出典:神座・組織システム研究所
「自然農法の現実」
木村氏に、建築会社の社長を退いたSさん(当時60歳)が、無農薬リンゴ栽培を始めたいと、木村氏に弟子入りをします。
600本のリンゴの木の栽培を始めた当初は、木も元気がよく、Sさんは「このまま楽勝じゃないか」と思ったといいます。
ある日、そうしたSさんのリンゴ畑を訪れた木村氏は、地面の雑草を見て、Sさんが木村氏の指導を実行していないことに気がつきました。
前回、少しお話しましたが、木村氏の栽培の成功の最大の要因のひとつは、自然に限りなく近い、ふわふわのやわらかい土づくりです。

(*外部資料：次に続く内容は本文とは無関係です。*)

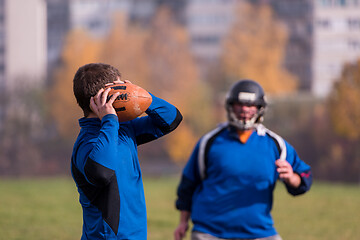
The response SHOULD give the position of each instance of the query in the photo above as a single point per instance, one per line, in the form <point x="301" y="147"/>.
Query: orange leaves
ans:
<point x="254" y="48"/>
<point x="344" y="100"/>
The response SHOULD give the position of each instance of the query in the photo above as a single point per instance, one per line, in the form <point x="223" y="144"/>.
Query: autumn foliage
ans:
<point x="255" y="49"/>
<point x="344" y="100"/>
<point x="158" y="58"/>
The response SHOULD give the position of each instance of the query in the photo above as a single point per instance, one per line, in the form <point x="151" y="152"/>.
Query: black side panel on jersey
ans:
<point x="277" y="144"/>
<point x="103" y="194"/>
<point x="207" y="147"/>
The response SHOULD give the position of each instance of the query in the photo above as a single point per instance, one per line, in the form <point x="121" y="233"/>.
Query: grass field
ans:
<point x="37" y="209"/>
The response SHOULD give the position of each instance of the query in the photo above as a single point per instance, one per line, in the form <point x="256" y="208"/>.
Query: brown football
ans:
<point x="132" y="101"/>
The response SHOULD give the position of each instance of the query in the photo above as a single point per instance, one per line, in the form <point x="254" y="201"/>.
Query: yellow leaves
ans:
<point x="254" y="48"/>
<point x="79" y="49"/>
<point x="344" y="100"/>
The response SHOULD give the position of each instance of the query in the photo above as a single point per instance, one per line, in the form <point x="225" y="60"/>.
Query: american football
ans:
<point x="132" y="101"/>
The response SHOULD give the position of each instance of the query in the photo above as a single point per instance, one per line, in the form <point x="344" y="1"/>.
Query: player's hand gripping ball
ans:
<point x="132" y="101"/>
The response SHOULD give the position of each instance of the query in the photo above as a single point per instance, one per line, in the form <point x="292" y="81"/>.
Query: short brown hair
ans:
<point x="89" y="79"/>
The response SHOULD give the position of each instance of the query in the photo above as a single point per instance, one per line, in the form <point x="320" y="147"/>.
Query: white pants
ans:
<point x="204" y="236"/>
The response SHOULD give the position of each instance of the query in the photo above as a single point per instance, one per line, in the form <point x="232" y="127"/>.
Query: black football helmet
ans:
<point x="246" y="92"/>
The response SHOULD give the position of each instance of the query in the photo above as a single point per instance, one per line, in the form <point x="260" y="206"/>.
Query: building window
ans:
<point x="354" y="45"/>
<point x="323" y="23"/>
<point x="206" y="39"/>
<point x="354" y="23"/>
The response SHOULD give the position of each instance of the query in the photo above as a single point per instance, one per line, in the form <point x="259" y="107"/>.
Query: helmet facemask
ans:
<point x="245" y="124"/>
<point x="248" y="93"/>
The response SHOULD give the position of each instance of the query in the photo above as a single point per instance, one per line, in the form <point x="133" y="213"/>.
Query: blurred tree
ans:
<point x="345" y="116"/>
<point x="79" y="49"/>
<point x="254" y="48"/>
<point x="174" y="76"/>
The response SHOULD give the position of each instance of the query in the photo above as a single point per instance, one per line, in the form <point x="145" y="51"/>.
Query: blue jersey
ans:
<point x="107" y="173"/>
<point x="228" y="185"/>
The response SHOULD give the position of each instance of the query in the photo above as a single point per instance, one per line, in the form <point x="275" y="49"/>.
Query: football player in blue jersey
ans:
<point x="226" y="187"/>
<point x="104" y="162"/>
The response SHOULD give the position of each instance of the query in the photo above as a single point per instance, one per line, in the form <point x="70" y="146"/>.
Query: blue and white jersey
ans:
<point x="107" y="172"/>
<point x="228" y="185"/>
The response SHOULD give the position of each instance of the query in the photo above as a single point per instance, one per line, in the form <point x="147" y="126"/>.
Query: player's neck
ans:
<point x="244" y="135"/>
<point x="92" y="115"/>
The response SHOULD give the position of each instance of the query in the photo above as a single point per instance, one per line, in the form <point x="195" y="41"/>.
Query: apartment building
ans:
<point x="336" y="41"/>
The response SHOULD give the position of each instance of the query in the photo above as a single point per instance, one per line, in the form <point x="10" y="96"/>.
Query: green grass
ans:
<point x="49" y="209"/>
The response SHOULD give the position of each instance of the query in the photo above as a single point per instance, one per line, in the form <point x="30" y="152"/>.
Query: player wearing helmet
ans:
<point x="227" y="185"/>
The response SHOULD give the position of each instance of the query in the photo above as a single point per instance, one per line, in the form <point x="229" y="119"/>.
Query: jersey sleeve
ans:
<point x="98" y="153"/>
<point x="162" y="118"/>
<point x="301" y="168"/>
<point x="190" y="179"/>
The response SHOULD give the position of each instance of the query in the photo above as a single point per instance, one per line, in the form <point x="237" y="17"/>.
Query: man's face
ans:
<point x="243" y="111"/>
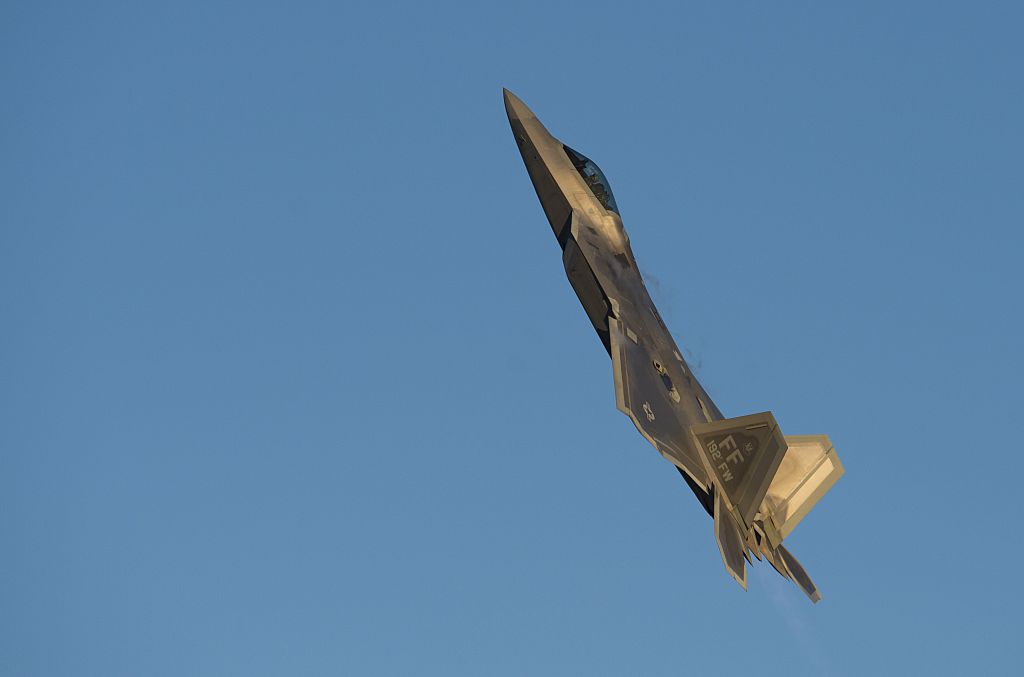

木村氏は、リンゴの木の病気や害虫に対して、農薬の代わりに、薄めた酢を散布します。
通常の農家では、液体を畑に撒く場合、スプレーヤーというトラックのような噴霧機を使って、短時間で散布作業をするのが常識だそうです。
しかし、木村氏は、自然で柔らかい土を保つために、何百本という木に対しても、背中に酢を入れたタンクを背負って、手で一本一本に酢を振りかけていきます。
丸一日歩きっぱなし、酢まみれになる作業です。
そうした話を聞き、「スプレーヤーは絶対に使うな」と言われていたSさんは、しかし、数回にわたってスプレヤーによる酢の散布を行っていたのでした。
木村さんは下草の折れ具合で、そのことを見破ってしまいました。
木村氏から注意を受けたSさんは、その場では謝ったものの、「なぜどの農家も普通に使っているスプレーヤーを、まったく使ってはいけないのか」とう疑問を心に抱えたままでした。